FlashBias for Language Model

Large language models rely on relative position encoding. With FlashBias, we can easily speed up the computation of attention with ALiBi bias.

Implementation: ALiBi bias can be exactly decomposed as two basis functions:



Figure 1. Exact decomposition of ALiBi bias.

Get Started

We consider the GPT-2 style model with 50 heads and 1,600 hidden channels in attention.

  1. Implementation

It is quite easy to implement ALiBi with FlashBias. Please see ./attention_with_alibi_bias.py for details.
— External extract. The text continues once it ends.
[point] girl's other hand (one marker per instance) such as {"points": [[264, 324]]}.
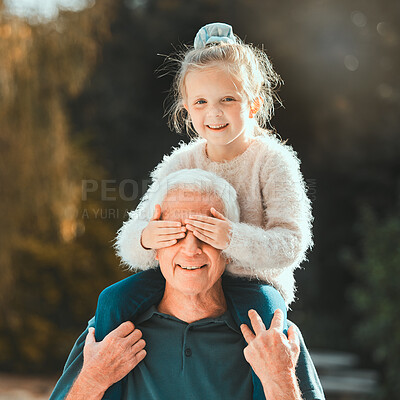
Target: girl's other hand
{"points": [[159, 234], [215, 230]]}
  1. Efficiency comparison

For ../flash_bias/config.py, we change the configuration of the attention benchmark as follows:

BATCH, N_HEADS, HEAD_DIM, RANK_DIM, CAUSAL = 1, 50, 32, 2, True

Execute the following command for efficiency comparison:

cd ../flash_bias
python benchmark.py

Efficiency Comparison

Note that vanilla flash_attn_triton is unstable during the backward pass phase when the sequence length is 8192. Our FlashBias and all the other kernels are correct across all input lengths.



Figure 1. Efficiency comparison for forward pass on GPT-2 size attention with ALiBi Bias.



Figure 2. Efficiency comparison for backward propagation on GPT-2 size attention with ALiBi Bias.

Citation

If you find this repo useful, please cite our paper.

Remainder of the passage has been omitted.